Not necessarily, no, it’s just very convenient, especially with shortcuts.
Regarding script optimization: I don’t know of any ways that would for-sure optimize that…
Yeah, the search results don’t contain meta-data, like line numbers. It might be possible to count the number of ‘/R’ characters from the last hit, the first search result using the slow function (or count the ‘/R’ from beginning of file).
Not sure if that would equate to the number of lines between search results? Maybe.
something like
int LineFromPosition(int position, int startpos=0, int startline=0) { return startline + CountLineReturns(startpos, position); }
Something like that, more python-ey, with maybe a +1 / -1 extra line somewhere.
if (position is < startpos), we’ve gone back to the top of the file, so, will need to do something a bit more clever, but no biggie.
int LineFromPosition(int position, int startpos=0, int startline=0) { if (position is < startpos) { return LineFromPosition(position, 0, 0); } else { return startline + CountLineReturns(startpos, position); } }
Something like that anyway.
if it were my script, I might look into whether I could cache a mapping that would help simplify, to avoid making PythonScript re-count line number from every call to the method…
Possibly, although that will get invalidated when the file content changes.
Selecting
!HERE!
and using the Mark dialog took a couple seconds. Running my script (below) took >15sec.Interesting. I wonder what they do in that function. Not surprised though.
I don’t know whether the caching really helped speed things up or not – if you’re interested, you may try to compare your algorithm to mine on your own data.
It’s OK, I don’t mind the script being reasonably slow. It used to be far worse. I think the olde Notepad++ would lock up, at least it’s doing the search in a background process (I think).
But what I am sure about is that the Mark dialog was significantly faster than the script equivalent for my example data.
Yup, I may give it a go, if it gets very, very slow. I don’t want to spend much time on optimising a tool. As an exercise, it could be interesting, develop a method that is doing that bookmarking fast.
-
@Alan-Kilborn Could be linked to the same issue I encounter? Using some sort of file-position-to-line-number comversion, which means having to run through the begining of the file every time?

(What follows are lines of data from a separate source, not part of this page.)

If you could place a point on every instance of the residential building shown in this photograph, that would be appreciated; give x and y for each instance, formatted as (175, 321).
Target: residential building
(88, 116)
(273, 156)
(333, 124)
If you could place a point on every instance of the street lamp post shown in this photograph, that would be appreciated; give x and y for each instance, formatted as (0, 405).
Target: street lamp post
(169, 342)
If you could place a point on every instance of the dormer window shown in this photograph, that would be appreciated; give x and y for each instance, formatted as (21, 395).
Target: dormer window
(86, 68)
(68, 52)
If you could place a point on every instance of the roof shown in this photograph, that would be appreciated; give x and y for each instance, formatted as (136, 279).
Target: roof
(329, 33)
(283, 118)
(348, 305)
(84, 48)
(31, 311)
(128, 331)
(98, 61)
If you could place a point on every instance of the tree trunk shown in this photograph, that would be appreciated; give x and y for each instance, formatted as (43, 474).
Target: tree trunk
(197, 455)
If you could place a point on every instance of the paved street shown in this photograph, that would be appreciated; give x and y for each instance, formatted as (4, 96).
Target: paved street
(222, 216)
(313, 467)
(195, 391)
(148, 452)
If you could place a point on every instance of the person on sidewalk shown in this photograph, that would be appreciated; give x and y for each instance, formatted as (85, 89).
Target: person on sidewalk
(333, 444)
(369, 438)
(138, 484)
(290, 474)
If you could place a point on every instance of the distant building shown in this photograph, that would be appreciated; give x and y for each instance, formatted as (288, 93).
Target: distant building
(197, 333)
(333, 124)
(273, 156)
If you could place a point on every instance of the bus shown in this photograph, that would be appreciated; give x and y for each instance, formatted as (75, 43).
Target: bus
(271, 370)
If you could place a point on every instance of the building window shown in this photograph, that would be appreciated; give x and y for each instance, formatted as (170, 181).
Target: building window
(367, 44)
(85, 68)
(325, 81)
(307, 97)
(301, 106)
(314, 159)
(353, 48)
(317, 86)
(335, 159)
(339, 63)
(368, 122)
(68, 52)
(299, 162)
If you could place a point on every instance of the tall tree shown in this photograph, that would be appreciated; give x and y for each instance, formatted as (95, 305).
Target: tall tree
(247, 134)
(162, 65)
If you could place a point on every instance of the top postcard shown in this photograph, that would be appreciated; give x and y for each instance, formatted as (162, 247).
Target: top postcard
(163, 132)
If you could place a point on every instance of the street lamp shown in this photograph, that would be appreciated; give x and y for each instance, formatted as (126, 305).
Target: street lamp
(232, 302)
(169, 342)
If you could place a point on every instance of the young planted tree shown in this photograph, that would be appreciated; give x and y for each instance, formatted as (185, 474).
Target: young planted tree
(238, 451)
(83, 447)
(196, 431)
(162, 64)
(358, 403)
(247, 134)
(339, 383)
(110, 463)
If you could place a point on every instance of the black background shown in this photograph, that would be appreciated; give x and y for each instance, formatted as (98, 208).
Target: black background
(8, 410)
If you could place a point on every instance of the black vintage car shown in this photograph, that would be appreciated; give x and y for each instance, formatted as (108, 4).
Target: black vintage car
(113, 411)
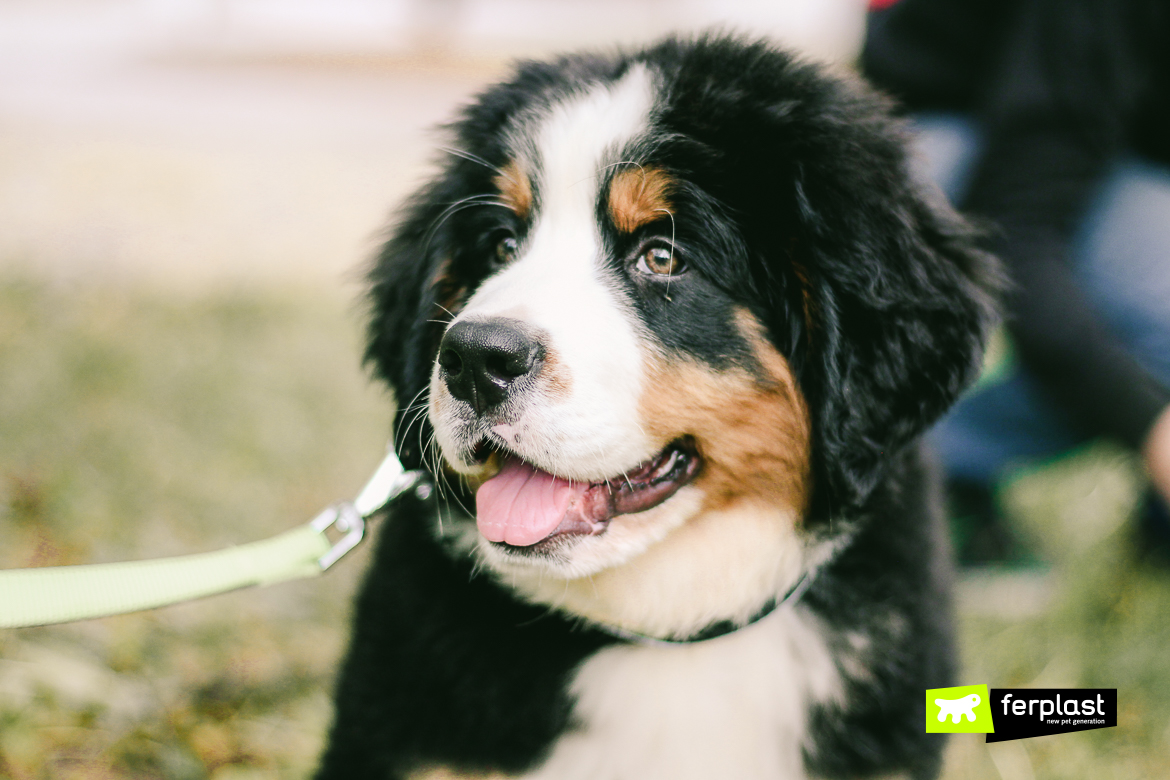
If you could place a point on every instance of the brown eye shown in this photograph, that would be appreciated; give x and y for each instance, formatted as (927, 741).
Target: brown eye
(506, 250)
(661, 261)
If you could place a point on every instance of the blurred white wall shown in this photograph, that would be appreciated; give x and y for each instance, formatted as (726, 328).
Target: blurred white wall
(186, 143)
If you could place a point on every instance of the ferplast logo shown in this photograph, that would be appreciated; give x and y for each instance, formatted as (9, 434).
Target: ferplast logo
(1005, 713)
(962, 710)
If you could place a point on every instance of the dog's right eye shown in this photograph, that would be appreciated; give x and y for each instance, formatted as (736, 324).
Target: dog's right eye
(506, 250)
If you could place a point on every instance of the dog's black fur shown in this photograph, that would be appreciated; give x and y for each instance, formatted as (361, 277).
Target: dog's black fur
(797, 206)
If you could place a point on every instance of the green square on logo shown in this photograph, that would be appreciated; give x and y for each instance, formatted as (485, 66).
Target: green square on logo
(962, 710)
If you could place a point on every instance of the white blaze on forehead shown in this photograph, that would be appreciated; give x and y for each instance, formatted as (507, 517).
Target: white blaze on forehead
(559, 285)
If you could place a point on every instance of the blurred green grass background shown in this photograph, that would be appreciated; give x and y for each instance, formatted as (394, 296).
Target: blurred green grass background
(139, 423)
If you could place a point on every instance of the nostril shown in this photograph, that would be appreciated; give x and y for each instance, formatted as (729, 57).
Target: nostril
(451, 361)
(508, 365)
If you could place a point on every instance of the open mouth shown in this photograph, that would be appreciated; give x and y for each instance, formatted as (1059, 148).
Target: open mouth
(523, 505)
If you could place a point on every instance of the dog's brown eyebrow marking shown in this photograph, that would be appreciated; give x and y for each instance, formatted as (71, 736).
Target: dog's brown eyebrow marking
(515, 188)
(639, 195)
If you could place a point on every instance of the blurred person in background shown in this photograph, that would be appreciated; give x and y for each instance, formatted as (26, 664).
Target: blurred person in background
(1050, 121)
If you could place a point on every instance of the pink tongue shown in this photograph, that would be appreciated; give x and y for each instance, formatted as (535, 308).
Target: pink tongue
(522, 505)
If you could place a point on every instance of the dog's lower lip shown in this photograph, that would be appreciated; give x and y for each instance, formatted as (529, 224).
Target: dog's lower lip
(640, 489)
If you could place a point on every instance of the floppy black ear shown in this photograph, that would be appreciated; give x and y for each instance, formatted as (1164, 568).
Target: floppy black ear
(900, 296)
(406, 285)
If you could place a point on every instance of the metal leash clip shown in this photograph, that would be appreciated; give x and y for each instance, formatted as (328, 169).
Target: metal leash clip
(348, 518)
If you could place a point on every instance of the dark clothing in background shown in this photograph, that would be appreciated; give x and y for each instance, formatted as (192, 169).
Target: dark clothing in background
(1061, 88)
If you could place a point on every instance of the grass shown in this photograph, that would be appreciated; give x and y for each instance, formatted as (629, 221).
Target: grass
(137, 425)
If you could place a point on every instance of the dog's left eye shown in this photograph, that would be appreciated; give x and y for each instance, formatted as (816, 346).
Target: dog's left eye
(506, 250)
(661, 261)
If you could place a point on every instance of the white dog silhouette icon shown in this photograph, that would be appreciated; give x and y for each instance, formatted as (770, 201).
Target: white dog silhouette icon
(957, 708)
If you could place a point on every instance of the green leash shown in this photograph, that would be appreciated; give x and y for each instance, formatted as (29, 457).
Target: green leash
(59, 594)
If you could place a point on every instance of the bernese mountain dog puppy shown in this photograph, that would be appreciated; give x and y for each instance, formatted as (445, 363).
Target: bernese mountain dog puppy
(666, 329)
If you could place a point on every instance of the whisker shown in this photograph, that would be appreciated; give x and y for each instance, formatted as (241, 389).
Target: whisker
(470, 158)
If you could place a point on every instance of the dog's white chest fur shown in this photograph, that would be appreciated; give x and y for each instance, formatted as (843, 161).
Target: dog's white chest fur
(730, 708)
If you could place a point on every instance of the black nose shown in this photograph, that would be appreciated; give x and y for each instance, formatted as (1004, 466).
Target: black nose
(481, 360)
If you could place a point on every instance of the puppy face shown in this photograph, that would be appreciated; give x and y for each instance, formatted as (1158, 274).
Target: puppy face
(665, 311)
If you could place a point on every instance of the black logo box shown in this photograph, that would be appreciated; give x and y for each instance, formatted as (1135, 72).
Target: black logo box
(1021, 712)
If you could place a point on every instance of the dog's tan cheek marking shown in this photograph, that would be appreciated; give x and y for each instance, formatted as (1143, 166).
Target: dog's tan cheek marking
(556, 380)
(638, 197)
(515, 188)
(752, 432)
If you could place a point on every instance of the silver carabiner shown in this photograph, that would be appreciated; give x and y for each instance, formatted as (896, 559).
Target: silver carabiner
(390, 481)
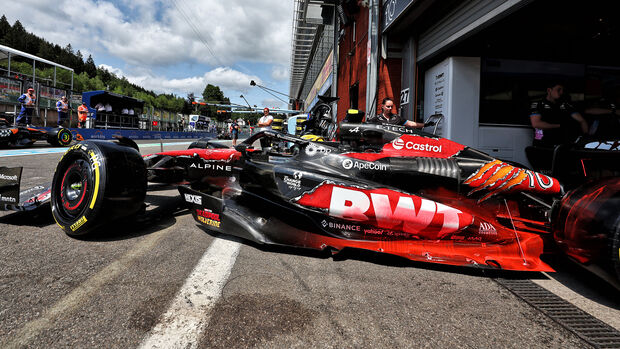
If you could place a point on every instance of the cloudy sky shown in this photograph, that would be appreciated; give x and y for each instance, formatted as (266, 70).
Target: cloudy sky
(174, 46)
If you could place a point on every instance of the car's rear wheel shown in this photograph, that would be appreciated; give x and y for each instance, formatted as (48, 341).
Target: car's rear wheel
(97, 182)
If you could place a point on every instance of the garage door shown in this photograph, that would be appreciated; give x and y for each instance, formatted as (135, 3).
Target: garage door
(465, 19)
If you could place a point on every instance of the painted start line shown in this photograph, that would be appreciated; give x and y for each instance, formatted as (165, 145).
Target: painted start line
(39, 151)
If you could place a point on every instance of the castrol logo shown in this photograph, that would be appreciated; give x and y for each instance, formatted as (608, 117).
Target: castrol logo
(399, 144)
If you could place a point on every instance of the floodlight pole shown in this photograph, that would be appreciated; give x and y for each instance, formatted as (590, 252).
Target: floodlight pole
(246, 101)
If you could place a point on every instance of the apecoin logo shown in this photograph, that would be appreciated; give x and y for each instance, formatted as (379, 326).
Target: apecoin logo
(347, 164)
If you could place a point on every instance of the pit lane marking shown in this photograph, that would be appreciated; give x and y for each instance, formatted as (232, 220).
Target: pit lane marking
(189, 313)
(39, 151)
(72, 302)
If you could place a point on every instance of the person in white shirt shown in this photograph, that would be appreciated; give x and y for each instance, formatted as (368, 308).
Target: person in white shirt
(265, 121)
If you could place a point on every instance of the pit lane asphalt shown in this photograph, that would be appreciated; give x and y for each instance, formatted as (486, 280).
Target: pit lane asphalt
(110, 290)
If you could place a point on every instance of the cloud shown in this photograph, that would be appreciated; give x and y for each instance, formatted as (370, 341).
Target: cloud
(162, 33)
(151, 40)
(226, 78)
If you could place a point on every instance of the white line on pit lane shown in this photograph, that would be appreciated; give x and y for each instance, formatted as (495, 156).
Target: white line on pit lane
(187, 317)
(39, 151)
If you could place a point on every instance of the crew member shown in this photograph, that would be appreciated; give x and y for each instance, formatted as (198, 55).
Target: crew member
(82, 115)
(62, 106)
(264, 123)
(234, 132)
(387, 117)
(550, 118)
(28, 101)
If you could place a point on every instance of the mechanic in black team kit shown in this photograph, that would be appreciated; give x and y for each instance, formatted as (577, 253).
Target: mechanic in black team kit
(551, 118)
(387, 117)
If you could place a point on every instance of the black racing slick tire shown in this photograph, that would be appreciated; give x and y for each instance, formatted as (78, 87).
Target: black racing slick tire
(615, 250)
(97, 182)
(60, 137)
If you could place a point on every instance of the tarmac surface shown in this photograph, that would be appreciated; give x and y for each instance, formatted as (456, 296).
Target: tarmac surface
(150, 277)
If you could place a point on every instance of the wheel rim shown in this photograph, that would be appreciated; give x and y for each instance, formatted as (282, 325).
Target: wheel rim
(75, 188)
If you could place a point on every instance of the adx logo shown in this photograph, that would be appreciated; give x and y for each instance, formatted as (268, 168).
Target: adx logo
(193, 199)
(399, 144)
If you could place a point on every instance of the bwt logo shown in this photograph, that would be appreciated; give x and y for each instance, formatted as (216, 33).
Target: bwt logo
(399, 144)
(193, 199)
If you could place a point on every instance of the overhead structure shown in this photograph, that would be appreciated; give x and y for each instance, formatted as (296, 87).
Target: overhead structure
(7, 53)
(304, 33)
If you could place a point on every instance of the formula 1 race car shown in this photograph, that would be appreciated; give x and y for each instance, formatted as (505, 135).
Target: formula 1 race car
(382, 188)
(16, 136)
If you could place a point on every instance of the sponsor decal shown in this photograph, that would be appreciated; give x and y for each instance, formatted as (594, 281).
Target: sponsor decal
(499, 177)
(487, 229)
(385, 232)
(341, 226)
(348, 164)
(75, 226)
(416, 145)
(97, 135)
(9, 184)
(7, 199)
(8, 178)
(96, 160)
(294, 183)
(399, 129)
(193, 199)
(312, 150)
(399, 144)
(388, 209)
(208, 217)
(208, 166)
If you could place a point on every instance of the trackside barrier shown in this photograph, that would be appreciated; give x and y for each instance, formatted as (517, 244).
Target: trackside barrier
(89, 133)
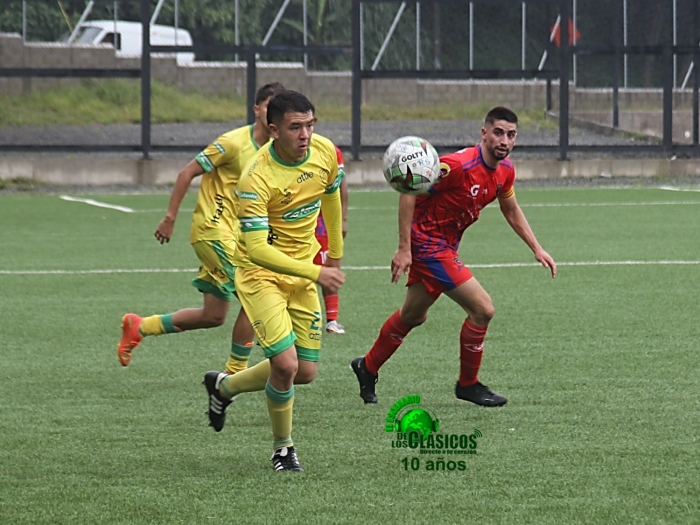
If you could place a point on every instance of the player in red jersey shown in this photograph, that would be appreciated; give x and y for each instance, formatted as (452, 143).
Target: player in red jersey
(331, 300)
(430, 229)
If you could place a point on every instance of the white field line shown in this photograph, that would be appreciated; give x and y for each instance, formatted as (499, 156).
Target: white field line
(352, 268)
(556, 205)
(671, 188)
(99, 204)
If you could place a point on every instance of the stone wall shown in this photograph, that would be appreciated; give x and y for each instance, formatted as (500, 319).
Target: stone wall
(329, 87)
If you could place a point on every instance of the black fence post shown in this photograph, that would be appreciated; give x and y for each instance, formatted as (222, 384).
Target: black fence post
(356, 82)
(563, 79)
(696, 71)
(145, 79)
(251, 80)
(616, 67)
(668, 98)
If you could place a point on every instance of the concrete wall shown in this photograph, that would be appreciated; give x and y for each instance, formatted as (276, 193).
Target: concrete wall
(329, 87)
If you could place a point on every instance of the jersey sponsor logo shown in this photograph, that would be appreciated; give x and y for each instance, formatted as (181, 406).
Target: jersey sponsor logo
(219, 211)
(259, 328)
(287, 196)
(204, 161)
(302, 211)
(336, 184)
(251, 224)
(304, 177)
(271, 236)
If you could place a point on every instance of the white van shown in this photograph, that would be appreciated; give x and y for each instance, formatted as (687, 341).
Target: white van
(126, 38)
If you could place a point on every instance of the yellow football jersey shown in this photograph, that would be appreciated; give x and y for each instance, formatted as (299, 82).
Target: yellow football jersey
(223, 162)
(285, 199)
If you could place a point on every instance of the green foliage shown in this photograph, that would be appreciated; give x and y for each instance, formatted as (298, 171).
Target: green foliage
(116, 101)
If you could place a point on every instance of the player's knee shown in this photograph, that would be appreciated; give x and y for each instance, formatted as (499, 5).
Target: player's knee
(413, 319)
(483, 313)
(285, 370)
(304, 377)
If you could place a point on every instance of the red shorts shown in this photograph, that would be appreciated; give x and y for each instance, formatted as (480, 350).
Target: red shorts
(320, 258)
(439, 274)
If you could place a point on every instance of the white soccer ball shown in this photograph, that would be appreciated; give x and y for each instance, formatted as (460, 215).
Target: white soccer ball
(411, 165)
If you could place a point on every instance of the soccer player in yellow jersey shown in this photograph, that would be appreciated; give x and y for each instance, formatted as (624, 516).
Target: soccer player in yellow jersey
(213, 233)
(279, 197)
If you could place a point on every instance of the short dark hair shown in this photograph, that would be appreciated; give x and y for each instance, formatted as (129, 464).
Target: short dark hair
(285, 102)
(267, 91)
(501, 113)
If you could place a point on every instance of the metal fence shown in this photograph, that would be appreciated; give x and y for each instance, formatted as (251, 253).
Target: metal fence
(613, 66)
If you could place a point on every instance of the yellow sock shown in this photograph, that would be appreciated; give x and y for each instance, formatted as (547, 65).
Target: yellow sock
(279, 406)
(158, 325)
(238, 359)
(252, 379)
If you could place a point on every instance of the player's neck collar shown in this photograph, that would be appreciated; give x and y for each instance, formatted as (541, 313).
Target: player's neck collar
(483, 160)
(280, 160)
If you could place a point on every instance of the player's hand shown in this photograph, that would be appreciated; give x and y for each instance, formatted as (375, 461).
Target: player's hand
(331, 278)
(546, 260)
(332, 263)
(400, 264)
(164, 231)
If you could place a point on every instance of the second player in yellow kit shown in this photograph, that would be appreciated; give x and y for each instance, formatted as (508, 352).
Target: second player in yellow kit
(212, 235)
(279, 197)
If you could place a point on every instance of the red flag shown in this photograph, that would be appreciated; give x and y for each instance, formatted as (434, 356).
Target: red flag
(557, 33)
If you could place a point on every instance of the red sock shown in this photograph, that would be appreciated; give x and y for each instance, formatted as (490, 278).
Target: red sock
(471, 349)
(331, 302)
(390, 337)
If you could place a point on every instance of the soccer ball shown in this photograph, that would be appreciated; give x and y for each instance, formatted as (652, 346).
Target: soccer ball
(411, 165)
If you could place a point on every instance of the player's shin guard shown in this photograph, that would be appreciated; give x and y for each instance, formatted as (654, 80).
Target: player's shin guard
(238, 358)
(252, 379)
(390, 338)
(471, 349)
(279, 406)
(158, 325)
(331, 304)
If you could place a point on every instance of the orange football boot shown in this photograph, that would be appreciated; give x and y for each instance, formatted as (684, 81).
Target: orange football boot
(131, 337)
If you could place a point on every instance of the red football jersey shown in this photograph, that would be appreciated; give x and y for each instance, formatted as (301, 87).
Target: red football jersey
(454, 203)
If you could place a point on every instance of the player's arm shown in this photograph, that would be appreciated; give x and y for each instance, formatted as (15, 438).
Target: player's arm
(164, 231)
(343, 188)
(516, 218)
(401, 262)
(344, 203)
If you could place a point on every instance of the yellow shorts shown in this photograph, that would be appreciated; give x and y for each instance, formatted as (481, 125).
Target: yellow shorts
(216, 271)
(283, 310)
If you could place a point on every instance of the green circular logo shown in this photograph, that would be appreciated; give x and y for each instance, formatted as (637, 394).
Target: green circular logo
(416, 420)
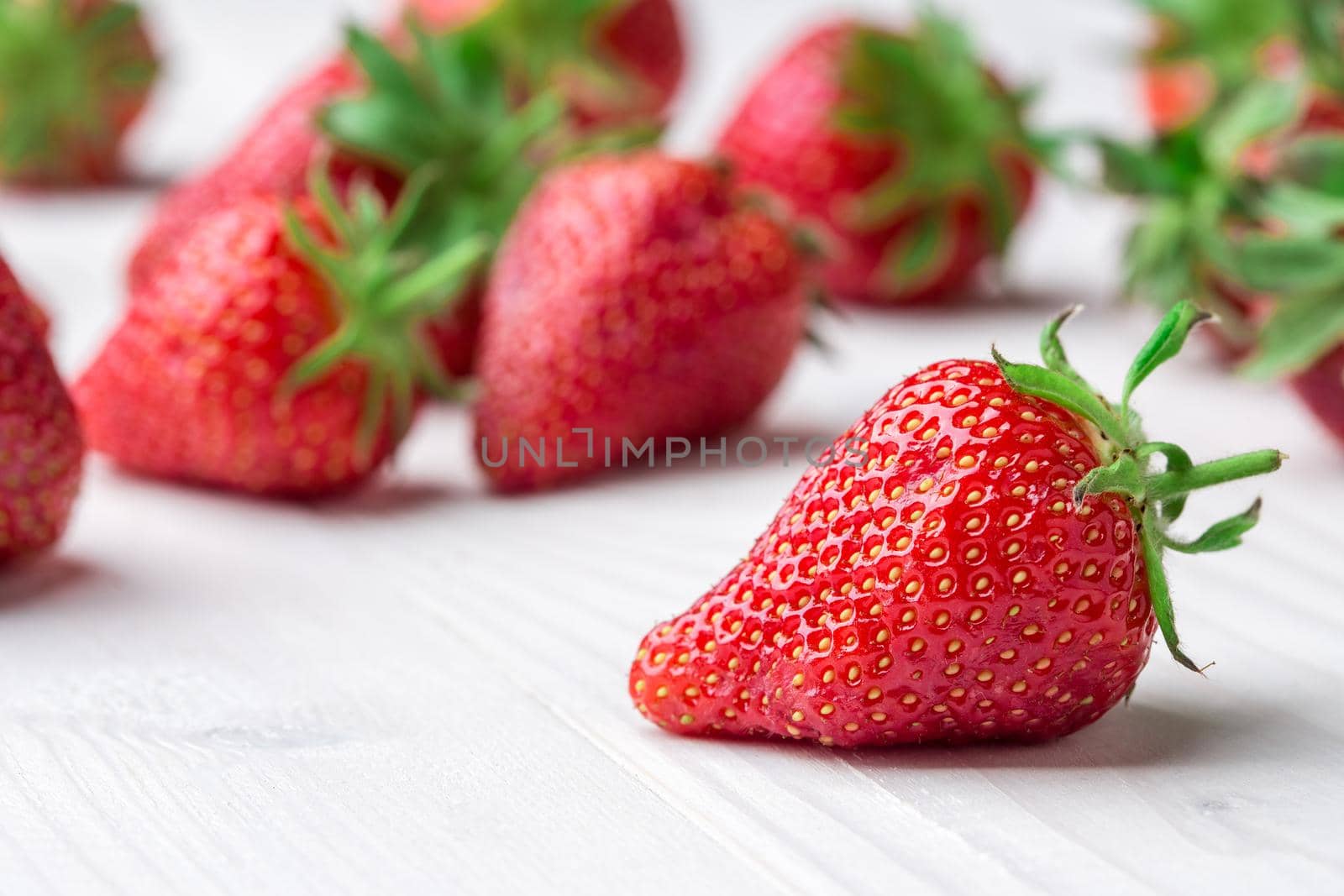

Anyway, no big deal. Thanks for your input everyone!
-
@0BZEN said in Little script is very slow (depends on file size):
Not necessarily, no, it’s just very convenient, especially with shortcuts.
I’m just saying, select,
Ctrl+M
, visually confirm checkboxes, and click Mark All isn’t that onerous… and if your script is “very slow”, it’s sure to be faster than >15sec for the script version.Possibly, although that will get invalidated when the file content changes
Mine doesn’t cache that information from run-to-run. It just precomputes the mapping of the positions-from-lines in a way that only requires going through the whole document once (as far as I can tell), rather than counting from the beginning every time.
Yeah, the search results don’t contain meta-data, like line numbers. It might be possible to count the number of ‘/R’ characters from the last hit, the first search result using the slow function (or count the ‘/R’ from beginning of file).
I’m pretty sure that the extra effort of counting between matches (which isn’t implemented already, so it’d have to be manually done) would be more time-consuming than the current.